The apex consumer commission observed that the AR and the complainant being doctors, misguided this Commission that though the patient was allergic to Sulpher (sulpha drug), the doctor continued drug Levosulpiride. It clarified;

“It should be borne in mind that Levosulpiride is not a sulpha drug, but it is a pro-kinetic agent frequently combined with Proton pump inhibitors like Omeprazole/ Pantoprazole. It can increase acetylcholine levels in the body.”

“Secondly, on 31.10.2015 patient was prescribed injection Neumol (Paracetamol) 500 mg IV- QID (4 times a day). The patient became afebrile as a result of treatment only. It was continued to prevent rise of temperature which could lead to dehydration. As such patient did not suffer hypothermia. From the several medical literature, the overdose of Paracetamol is considered if it exceeds 4000 mg / day. Therefore, in our view the allegations of use of Levosulpiride and Neumol are not sustainable. It was an accepted reasonable practice. Thirdly, blood pH 4.72 appears to be an inadvertent error in writing, and by any stretch of imagination such values never observed in practice of medicine.”

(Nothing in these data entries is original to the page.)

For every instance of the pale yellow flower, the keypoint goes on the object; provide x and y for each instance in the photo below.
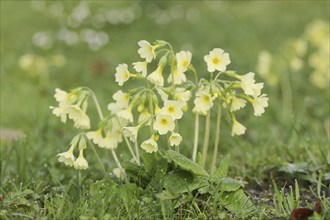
(147, 51)
(237, 103)
(122, 74)
(247, 83)
(217, 60)
(238, 128)
(141, 67)
(95, 136)
(175, 139)
(81, 163)
(172, 108)
(156, 77)
(259, 104)
(183, 59)
(67, 157)
(150, 145)
(178, 76)
(131, 132)
(203, 103)
(126, 114)
(164, 123)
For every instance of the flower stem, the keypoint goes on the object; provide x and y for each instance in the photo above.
(206, 137)
(216, 142)
(129, 146)
(196, 137)
(98, 108)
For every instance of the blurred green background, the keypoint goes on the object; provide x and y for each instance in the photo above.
(81, 43)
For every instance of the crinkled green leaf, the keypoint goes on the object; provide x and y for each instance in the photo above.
(185, 163)
(222, 170)
(181, 181)
(230, 185)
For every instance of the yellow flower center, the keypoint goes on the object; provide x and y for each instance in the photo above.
(163, 122)
(216, 60)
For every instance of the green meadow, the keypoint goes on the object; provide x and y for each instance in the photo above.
(278, 166)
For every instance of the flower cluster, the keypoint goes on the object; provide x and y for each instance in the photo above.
(148, 115)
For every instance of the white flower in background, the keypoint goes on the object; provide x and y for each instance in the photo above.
(203, 103)
(238, 128)
(247, 83)
(126, 114)
(217, 60)
(141, 67)
(67, 157)
(147, 51)
(183, 59)
(122, 74)
(156, 77)
(150, 145)
(172, 108)
(237, 103)
(81, 163)
(257, 88)
(110, 141)
(259, 104)
(175, 139)
(95, 136)
(131, 132)
(178, 76)
(164, 123)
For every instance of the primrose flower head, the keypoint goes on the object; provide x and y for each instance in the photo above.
(173, 108)
(150, 145)
(81, 163)
(183, 59)
(259, 104)
(147, 51)
(203, 103)
(164, 123)
(175, 139)
(217, 60)
(67, 157)
(141, 67)
(131, 132)
(156, 77)
(237, 103)
(238, 128)
(122, 74)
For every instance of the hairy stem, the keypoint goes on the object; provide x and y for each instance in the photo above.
(196, 137)
(206, 137)
(217, 140)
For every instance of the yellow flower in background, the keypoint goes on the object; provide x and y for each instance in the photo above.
(95, 136)
(217, 59)
(237, 103)
(81, 163)
(122, 74)
(126, 114)
(172, 108)
(183, 59)
(67, 157)
(141, 67)
(164, 123)
(238, 128)
(131, 132)
(175, 139)
(247, 83)
(203, 103)
(150, 145)
(156, 77)
(146, 51)
(259, 104)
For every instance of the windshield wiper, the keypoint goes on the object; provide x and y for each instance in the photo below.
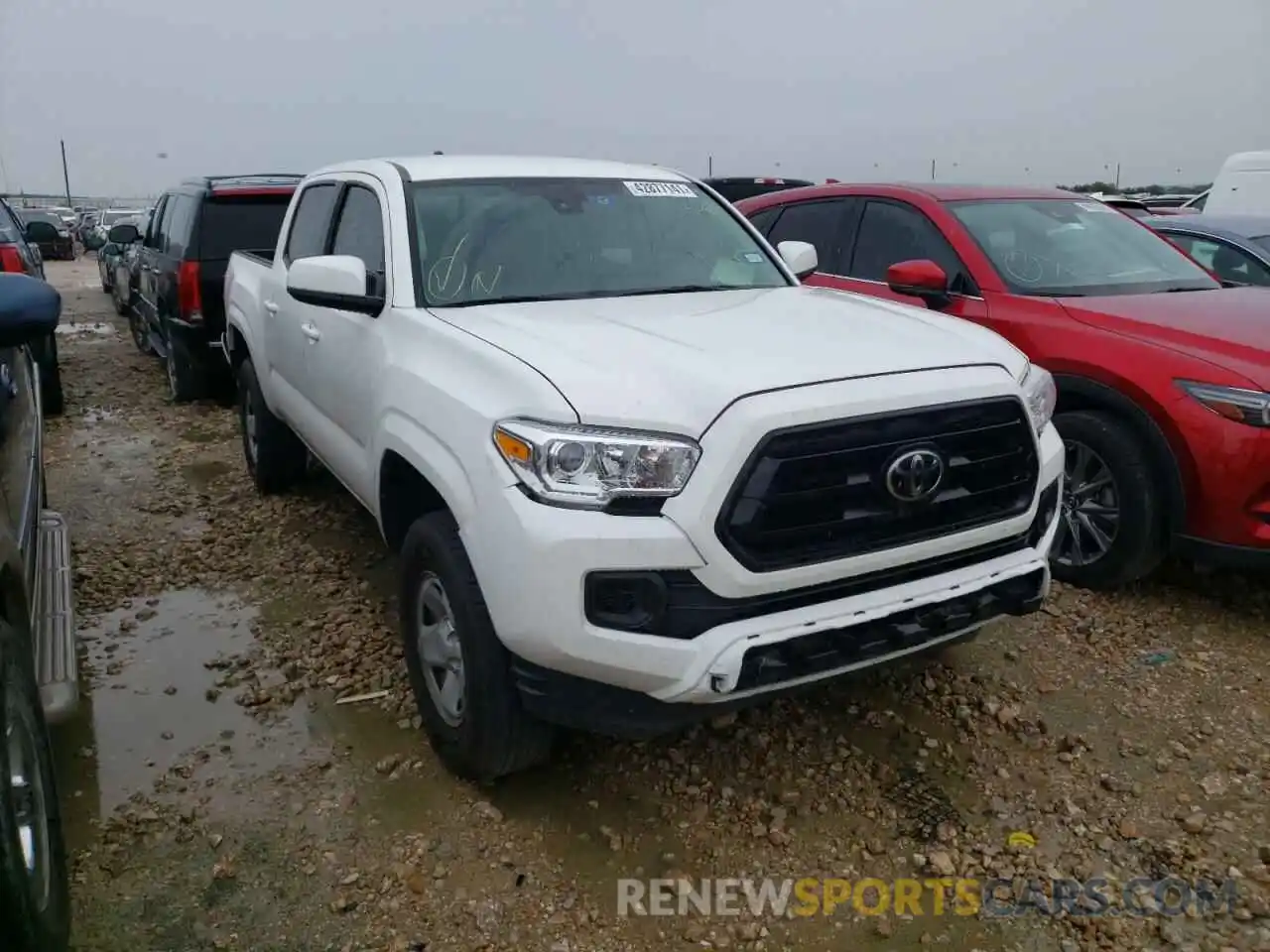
(583, 295)
(520, 299)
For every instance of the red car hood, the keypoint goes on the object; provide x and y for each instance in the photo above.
(1229, 327)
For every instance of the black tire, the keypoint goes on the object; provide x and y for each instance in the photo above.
(53, 398)
(185, 373)
(494, 737)
(140, 336)
(1137, 543)
(32, 918)
(280, 457)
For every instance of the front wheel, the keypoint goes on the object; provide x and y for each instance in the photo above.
(35, 892)
(1110, 529)
(460, 673)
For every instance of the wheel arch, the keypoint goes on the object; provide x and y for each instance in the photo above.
(417, 475)
(1171, 462)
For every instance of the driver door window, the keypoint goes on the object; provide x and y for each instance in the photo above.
(892, 232)
(1227, 262)
(820, 223)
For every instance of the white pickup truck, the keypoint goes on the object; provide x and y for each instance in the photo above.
(636, 474)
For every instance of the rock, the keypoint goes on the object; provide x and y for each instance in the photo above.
(942, 864)
(1196, 821)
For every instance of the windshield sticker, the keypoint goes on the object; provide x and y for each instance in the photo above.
(659, 189)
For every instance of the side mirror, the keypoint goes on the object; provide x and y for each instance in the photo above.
(123, 235)
(41, 231)
(338, 282)
(801, 257)
(921, 278)
(28, 308)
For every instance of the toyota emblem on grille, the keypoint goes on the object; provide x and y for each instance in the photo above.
(915, 475)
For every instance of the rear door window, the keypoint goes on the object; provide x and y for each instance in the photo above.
(181, 223)
(240, 223)
(312, 221)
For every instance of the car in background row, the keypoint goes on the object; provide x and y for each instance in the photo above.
(105, 221)
(180, 302)
(734, 189)
(1234, 248)
(19, 257)
(55, 241)
(109, 255)
(1164, 376)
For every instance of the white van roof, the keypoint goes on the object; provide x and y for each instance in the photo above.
(1242, 186)
(1247, 162)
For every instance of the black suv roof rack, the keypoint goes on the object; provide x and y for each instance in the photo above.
(257, 180)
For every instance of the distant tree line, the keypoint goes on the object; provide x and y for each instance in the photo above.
(1137, 189)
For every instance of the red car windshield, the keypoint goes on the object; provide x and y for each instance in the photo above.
(1074, 248)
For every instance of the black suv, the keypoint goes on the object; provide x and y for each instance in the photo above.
(178, 311)
(22, 257)
(39, 671)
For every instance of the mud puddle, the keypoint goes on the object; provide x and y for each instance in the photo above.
(162, 679)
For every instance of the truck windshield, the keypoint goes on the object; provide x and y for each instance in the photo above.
(1072, 248)
(503, 240)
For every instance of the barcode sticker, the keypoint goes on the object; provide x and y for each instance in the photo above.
(659, 189)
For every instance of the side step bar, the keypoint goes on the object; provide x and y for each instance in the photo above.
(54, 620)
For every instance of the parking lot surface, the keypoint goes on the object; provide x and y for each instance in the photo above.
(217, 796)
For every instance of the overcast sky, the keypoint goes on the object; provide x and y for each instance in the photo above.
(993, 90)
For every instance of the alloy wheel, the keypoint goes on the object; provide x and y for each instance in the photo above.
(1089, 515)
(440, 651)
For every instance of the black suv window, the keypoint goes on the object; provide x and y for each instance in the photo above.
(9, 227)
(240, 223)
(763, 220)
(157, 238)
(180, 226)
(312, 221)
(359, 231)
(818, 223)
(890, 232)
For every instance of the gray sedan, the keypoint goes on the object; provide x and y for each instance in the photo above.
(1234, 248)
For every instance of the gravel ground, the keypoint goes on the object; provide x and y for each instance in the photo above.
(218, 797)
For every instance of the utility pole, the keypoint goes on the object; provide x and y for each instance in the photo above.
(66, 177)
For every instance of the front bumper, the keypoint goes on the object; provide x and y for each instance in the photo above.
(534, 563)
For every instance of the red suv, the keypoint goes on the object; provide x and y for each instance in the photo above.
(1162, 373)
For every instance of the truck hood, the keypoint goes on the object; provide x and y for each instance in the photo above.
(675, 362)
(1229, 327)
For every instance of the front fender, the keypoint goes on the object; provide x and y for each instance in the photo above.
(432, 458)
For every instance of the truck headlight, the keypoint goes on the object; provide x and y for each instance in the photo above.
(1040, 395)
(587, 467)
(1250, 407)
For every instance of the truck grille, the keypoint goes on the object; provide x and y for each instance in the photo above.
(816, 493)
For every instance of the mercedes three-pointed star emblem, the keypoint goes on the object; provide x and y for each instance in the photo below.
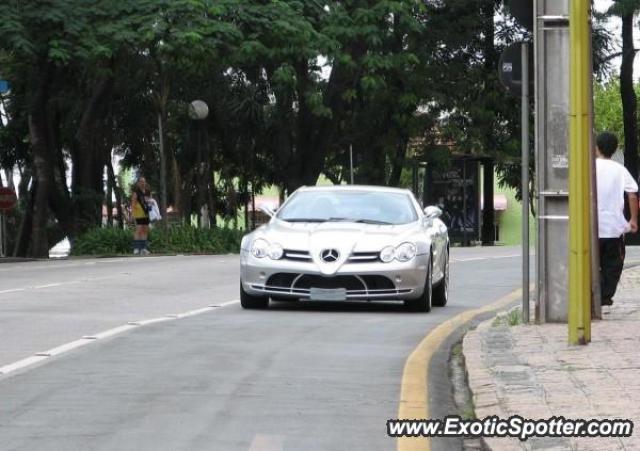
(329, 255)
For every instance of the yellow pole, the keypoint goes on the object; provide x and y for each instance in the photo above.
(579, 166)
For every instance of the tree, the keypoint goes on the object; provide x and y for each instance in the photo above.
(627, 10)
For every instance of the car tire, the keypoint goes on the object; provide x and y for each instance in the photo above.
(248, 301)
(423, 303)
(441, 291)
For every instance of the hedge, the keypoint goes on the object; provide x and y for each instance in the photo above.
(106, 241)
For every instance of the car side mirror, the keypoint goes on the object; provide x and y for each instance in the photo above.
(267, 211)
(432, 212)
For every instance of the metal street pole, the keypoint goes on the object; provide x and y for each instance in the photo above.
(351, 161)
(525, 182)
(2, 246)
(579, 176)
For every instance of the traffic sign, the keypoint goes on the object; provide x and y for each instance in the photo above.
(522, 10)
(510, 68)
(8, 199)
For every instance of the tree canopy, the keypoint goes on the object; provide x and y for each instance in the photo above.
(291, 86)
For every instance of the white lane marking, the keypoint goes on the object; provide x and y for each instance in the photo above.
(52, 264)
(50, 285)
(58, 284)
(88, 339)
(21, 364)
(115, 331)
(12, 290)
(267, 442)
(65, 347)
(474, 259)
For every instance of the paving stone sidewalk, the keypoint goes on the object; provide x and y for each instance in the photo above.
(531, 371)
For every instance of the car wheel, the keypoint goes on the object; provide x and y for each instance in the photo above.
(423, 303)
(252, 302)
(441, 291)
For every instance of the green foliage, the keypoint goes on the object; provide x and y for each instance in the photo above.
(171, 240)
(607, 107)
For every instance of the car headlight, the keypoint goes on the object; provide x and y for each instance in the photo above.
(275, 251)
(405, 252)
(387, 254)
(259, 248)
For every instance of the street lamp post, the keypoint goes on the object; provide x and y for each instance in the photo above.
(199, 111)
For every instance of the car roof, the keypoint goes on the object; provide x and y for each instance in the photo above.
(370, 188)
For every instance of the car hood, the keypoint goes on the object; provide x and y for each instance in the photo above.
(345, 237)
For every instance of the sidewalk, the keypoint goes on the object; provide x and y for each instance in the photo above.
(531, 371)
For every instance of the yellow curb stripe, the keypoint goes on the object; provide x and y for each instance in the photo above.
(414, 392)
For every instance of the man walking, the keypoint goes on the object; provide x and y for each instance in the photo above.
(613, 181)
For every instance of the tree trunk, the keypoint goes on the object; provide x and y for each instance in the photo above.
(39, 134)
(398, 163)
(88, 158)
(628, 95)
(117, 191)
(25, 230)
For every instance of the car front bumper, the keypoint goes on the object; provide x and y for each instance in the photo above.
(286, 279)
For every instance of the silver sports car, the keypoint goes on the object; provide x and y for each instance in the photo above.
(348, 243)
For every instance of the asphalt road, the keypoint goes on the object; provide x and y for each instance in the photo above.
(294, 377)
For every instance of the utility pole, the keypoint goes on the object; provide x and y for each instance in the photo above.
(580, 155)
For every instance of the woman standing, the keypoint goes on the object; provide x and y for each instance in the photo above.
(140, 212)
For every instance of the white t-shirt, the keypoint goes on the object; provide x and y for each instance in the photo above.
(613, 181)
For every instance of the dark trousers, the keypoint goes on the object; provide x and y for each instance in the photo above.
(612, 254)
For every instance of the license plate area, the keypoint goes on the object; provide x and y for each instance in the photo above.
(328, 294)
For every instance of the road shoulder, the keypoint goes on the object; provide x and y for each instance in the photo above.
(531, 371)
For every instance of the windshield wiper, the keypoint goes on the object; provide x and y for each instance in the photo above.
(372, 221)
(360, 221)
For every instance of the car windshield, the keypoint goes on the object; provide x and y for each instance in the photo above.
(372, 207)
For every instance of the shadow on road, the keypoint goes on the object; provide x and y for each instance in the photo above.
(340, 307)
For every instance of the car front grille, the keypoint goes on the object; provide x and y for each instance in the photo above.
(357, 287)
(355, 257)
(298, 256)
(364, 257)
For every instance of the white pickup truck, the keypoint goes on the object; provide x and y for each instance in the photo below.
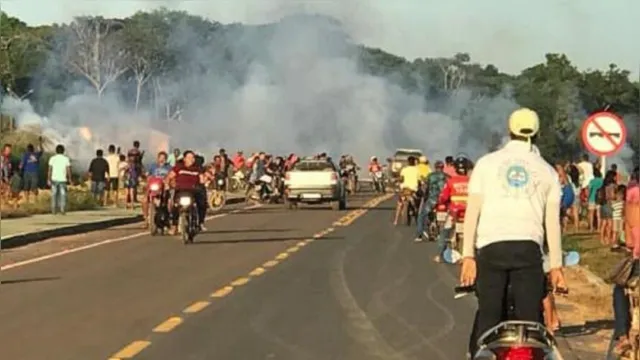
(313, 181)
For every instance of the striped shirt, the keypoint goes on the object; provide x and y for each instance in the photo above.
(617, 209)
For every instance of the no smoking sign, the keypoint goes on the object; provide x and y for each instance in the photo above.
(604, 133)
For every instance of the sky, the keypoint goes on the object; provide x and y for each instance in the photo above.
(512, 34)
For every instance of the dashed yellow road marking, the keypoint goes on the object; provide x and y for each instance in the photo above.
(271, 263)
(239, 281)
(132, 349)
(196, 307)
(168, 325)
(257, 271)
(222, 292)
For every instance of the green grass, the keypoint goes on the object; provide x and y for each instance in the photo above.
(594, 256)
(77, 200)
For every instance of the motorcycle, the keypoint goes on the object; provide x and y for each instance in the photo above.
(267, 190)
(188, 222)
(439, 214)
(237, 182)
(514, 339)
(217, 197)
(158, 216)
(379, 182)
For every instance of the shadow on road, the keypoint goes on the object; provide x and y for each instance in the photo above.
(239, 241)
(588, 328)
(245, 230)
(20, 281)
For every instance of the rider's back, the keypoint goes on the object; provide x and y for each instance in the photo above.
(515, 184)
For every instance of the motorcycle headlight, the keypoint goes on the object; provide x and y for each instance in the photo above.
(185, 201)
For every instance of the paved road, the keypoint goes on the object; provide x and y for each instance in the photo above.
(363, 290)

“As per the clinical notes dated 01.11.2015 at 7.20 AM, the on duty Medical Officer (OP-2) noted the sudden deteriorating condition of patient. There was fall in Sp02, it was 40%, PR 67/min, BP was not recordable. Immediate CPR started. Oro-pharengeal suction done, endotracheal tube inserted and IV injection Atropine and Adrenaline given in dilution. As per medical literature, injection Adrenaline is recommended in cardiac arrest and should be given IV in normal saline. The Complainant was informed and consent for intubation and mechanical ventilation was obtained over phone. After the death of patient, the OP-1(the MBBS doctor) was confronted by the hostile family members of the patient. The entire medical record was handed over along with X-ray and ECG along with the death certificate to the Complainant No.1 on the same day .”

Referring to various judgements and orders by Supreme Court and the Commission in similar cases, NCDRC opined that the complainants have just made allegations which are not an inviolable truth.

It held;

“The Complainant No. 1, being an ENT specialist practicing in that area for decades, can’t plead his ignorance on the facilities available at OP-6 hospital, the qualification and competence of OP-1 (MBBS doctor). His allegations are vague, unsustainable for use of Levosulpiride and Neumol. The patient was investigated, diagnosed and treated as per the reasonable standard of practice, thus no negligence is attributable to the OPs (hospital and the doctors). 

Our view dovetails form the judgment of Hon’ble Supreme Court in Devarakonda Suryasesha Maniv Care Hospital, Institute of medical Sciences[10], wherein it was held as below: “..2. Unless the appellants are able to establish before this Court any specific course of conduct suggesting a lack of due medical attention and care, it would not be possible for the Court to secondguess the medical judgment of the doctors on the line of medical treatment which was administered to the spouse of the first appellant. In the absence of any such material disclosing medical negligence, we find no justification to form a view at variance with the view which was taken by the NCDRC.

“Every death in an institutionalized environment of a hospital does not necessarily amount to medical negligence on a hypothetical assumption of lack of due medical care.”

Subsequently, the Commission dismissed the complaint as no merit to conclusively attribute medical negligence of the opposite parties (the doctors and hospital) was found.